Submission from Carlos Miranda, Count of Casa Miranda, Ambassador of Spain

  According to the transcript of evidence before the Foreign Affairs Committee of the House of Commons on 5 March, the Chief Minister of the British Overseas Territory of Gibraltar, Peter Caruana, would have stated that the position that Spain holds in relation to the sovereignty or jurisdiction of the waters surrounding the Rock of Gibraltar and its isthmus "... is unsustainable because there is a 1952 (sic) UN convention on territorial waters which gives every spot in the planet the treaty right to territorial waters ... " and he added that Spain had subscribed this UN Convention having made no reservation in relation to the question of Gibraltar, "so international law makes Spain denial of territorial waters completely unsustainable in law".

  On behalf of my Government, I wish to submit to you, as Chairman of the Committee of the British Parliament which is carrying out an inquiry on the exercise by the Foreign and Commonwealth Office of its responsibilities in relation to the Overseas Territories, the position of the Kingdom of Spain on this issue, which I believe hasn't been accurately presented.

  Spain does not recognize as having ceded to the United Kingdom any spaces other than those included in article X of the Treaty of Utrecht.

  Consequently, and with regard to the waters surrounding Gibraltar, when ratifying the United Nations Convention on the Law of the Sea in New York, on 5 December 1984, the Spanish Government stated "that this act cannot be construed as recognition of any rights or status regarding the maritime space of Gibraltar that are not included in Article 10 of the Treaty of Utrecht of 13 July 1713 concluded between the Crowns of Spain and Great Britain". (This same statement was also made by the Spanish Government when ratifying the previous United Nations Convention on the Territorial Sea and Contiguous Zone of 1958 (not 1952)).

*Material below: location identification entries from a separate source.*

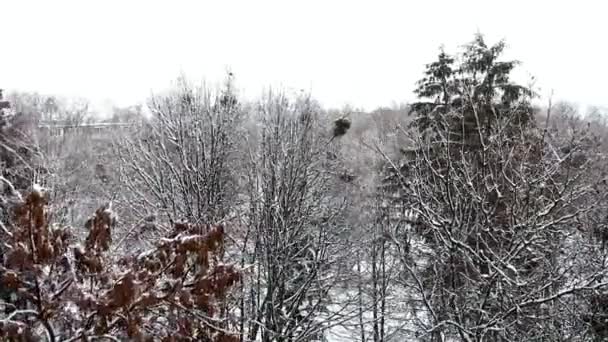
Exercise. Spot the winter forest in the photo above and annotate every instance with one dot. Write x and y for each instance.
(475, 213)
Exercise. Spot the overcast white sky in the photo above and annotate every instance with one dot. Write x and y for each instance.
(362, 53)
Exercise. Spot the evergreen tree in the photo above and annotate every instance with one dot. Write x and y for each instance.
(465, 95)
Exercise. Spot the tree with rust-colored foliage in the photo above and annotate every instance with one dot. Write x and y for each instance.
(66, 292)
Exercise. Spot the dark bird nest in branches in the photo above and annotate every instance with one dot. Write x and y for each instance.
(341, 126)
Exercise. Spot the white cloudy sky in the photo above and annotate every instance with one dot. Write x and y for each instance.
(362, 53)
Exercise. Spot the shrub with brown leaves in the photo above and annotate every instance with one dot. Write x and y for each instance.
(69, 292)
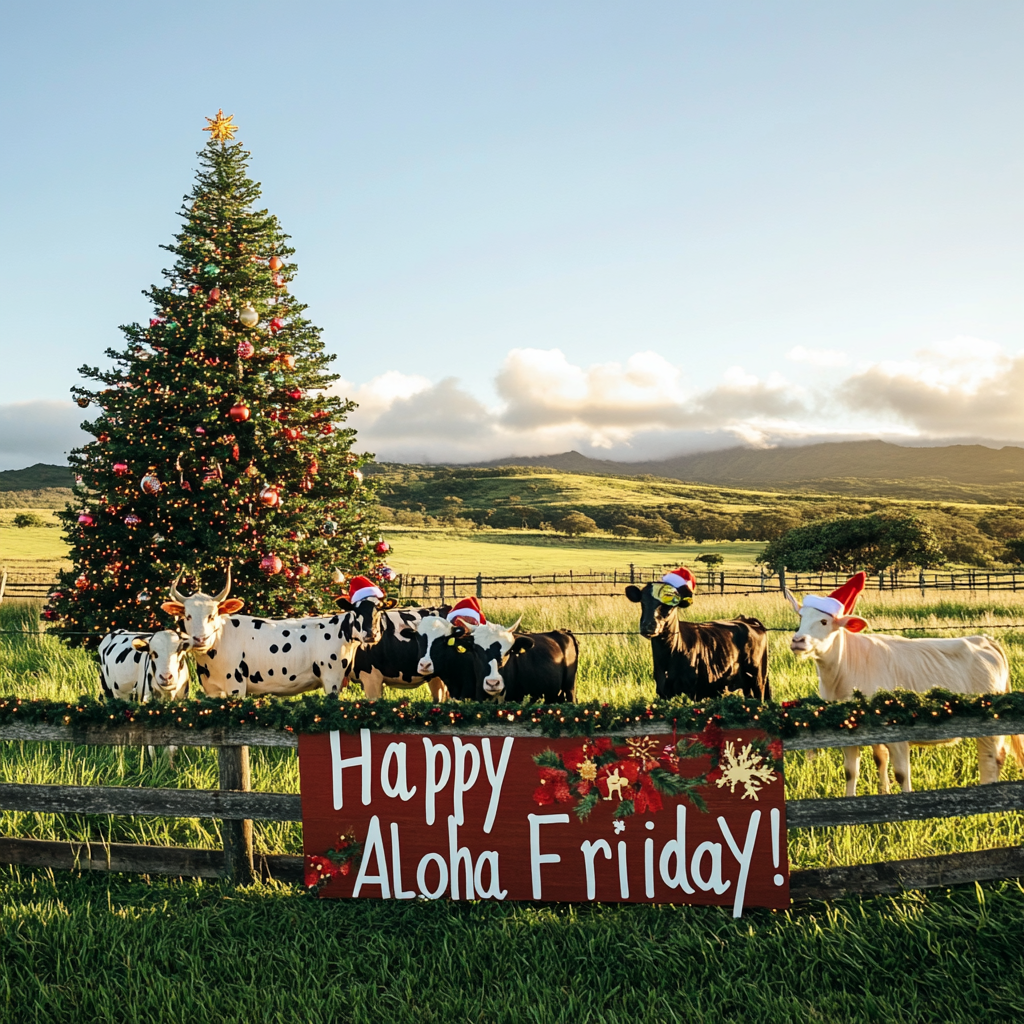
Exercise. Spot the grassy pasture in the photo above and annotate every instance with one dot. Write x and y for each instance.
(118, 948)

  Moreover, Spain also declared upon ratification of the UN Convention on the Law of the Sea in its statement of 5 December 1984 that "it does not consider that Resolution III of the Third United Nations Gonference on the Law of the Sea is applicable to the colony of Gibraltar, which is subject to a process of decolonization in which only relevant resolutions adopted by the United Nations General Assembly are applicable".

  Spain has more recently reiterated this doctrine to the British Government by Note Verbale No 151/11 of 12 July 2007, issued in connection with the arrest in Spanish waters in the vicinity of Gibraltar of a ship registered in Panama and owned by a North-American company involved in underwater exploration. This company took part in a case related to the protection of the Spanish underwater cultural heritage. The Note Verbale states the following:

    "In accordance with Art 3 of the United Nations Convention on the Law of the Sea, Spain, in no case, can accept any limitation to its right to establish the breadth of its territorial sea up to a limit not exceeding 12 nautical miles. In case of adjacent or opposite coasts, as there are in the Straits of Gibraltar, the Convention provides for an exception to the general rule of the median line when it is necessary, for reasons of historic title, to delimit the territorial sea in a different way (Art 15).

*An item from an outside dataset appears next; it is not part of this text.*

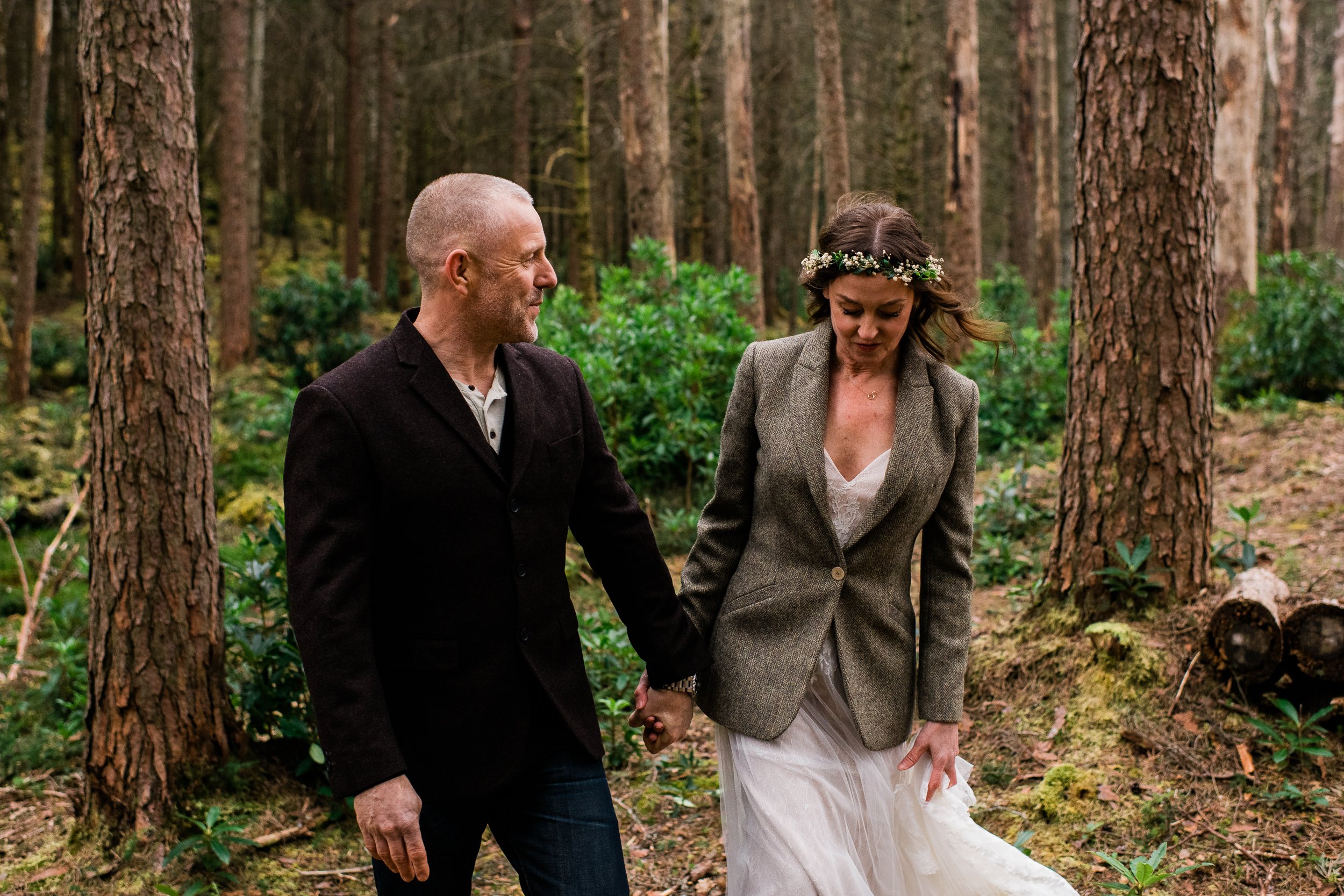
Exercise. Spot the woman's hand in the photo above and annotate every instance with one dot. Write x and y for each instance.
(939, 739)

    In this respect it should be recalled that Spain does not recognize the British sovereignity or jurisdiction over other spaces than those that are included expressly in article X of the Treaty of Utrecht. That is to say: `The town and castle of Gibraltar, together with the port, fortifications, and forts there-unto belonging'.

    Therefore, the Rock does not create territorial sea and the waters adjacent to the coast of Gibraltar are under the sovereignty and jurisdiction of Spain".

  I hope that you find this clarification useful and can take it into account in your deliberations and in the final report of your inquiry.